Specifically, Espinoza was aiming for the nuclear mechanics program. The U.S. Navy has two types of nuclear-powered ships — aircraft carriers and submarines — so the engineers who worked on these had to be on the top of their game. Just to get into the program, recruits have to score in the top 95 percent of test takers to be admitted. Espinoza earned her spot, and spent the next year in classes — first basic engineering, then the education necessarily to work on the warships themselves. It was a lesson both in the skills she would need for working in the Navy, but also a lesson in the kind of rigor and procedures necessary for military life.

Finally, after graduating from Navy classes, Espinoza was chosen to be an instructor for the classes she had just finished. She was serving as an intermediate — helping connect the new students to personnel who were returning from ship duty, while teaching the classes herself. 

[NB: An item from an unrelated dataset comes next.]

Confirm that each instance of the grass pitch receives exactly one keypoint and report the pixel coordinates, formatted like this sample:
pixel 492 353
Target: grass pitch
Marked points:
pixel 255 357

After two years as an instructor, she was chosen to serve on the USS Truman, a Nimitz-class aircraft carrier, working with the reactor. Working out at sea was a definite change: “There is very little to distract you out there,” Espinoza said. “I slept little, and studied a lot more. I had a lot to learn.” Unfortunately, her tour was cut short when she tore her ACL in two locations. It had been the second time she had sustained the same injury, so the Navy had to pull her from her duties to review her case. She was sent back to land in the meantime.

While it was being decided whether the Navy could risk putting her back on a ship, Espinoza worked on reactors at shore. She continued some teaching duties, mentoring personnel who would be going out to sea soon. But her mind started to wander to what would come after the Navy. She started taking GRE practice exams, with the hope of entering the medical profession once again. Her next stop would be NYU Tandon.

“That was a whole year process between getting out and going to school and figuring out where I was going. To figure out which doors are going to be opening and then which ones I wanted to step through”

Talking to doctors and other engineers, Espinoza was attracted to the New York City area. And Tandon offered a particularly good fit, where people from diverse backgrounds and life experiences could excel. She was looking to combine her two backgrounds: biomedical engineering and nuclear energy. Technology like x-rays and MRI machines already combined them in some capacity. But she also wanted to come up with her own devices — something that would help people like her with injuries that might push them out of work.

Her injuries caused nerve pain that is typically treated with medication and physical therapy. In the Navy, medication like that wouldn't be compatible with active-duty service. So Espinoza has become working on a specialized brace — lighter weight and leaner than typical braces — that might have helped her in her Navy career. She’s been working with Smita Rao, professor in the Department of Physical Therapy and Department of Orthopedic Surgery at Steinhardt as well as an affiliated faculty member of the Department of Biomedical Engineering at Tandon.

And while Espinoza is new to Graduate school, in a year that has been anything but normal, the experience has been a huge positive.

“I was nervous about coming. I had been out of school for 10 years, I was older than most of the other students. But I never felt like an outsider. Everybody's talking to each other. Everybody shares ideas, professors are always engaging us and looking for researchers. It's just really exciting to talk about these things that interest you.”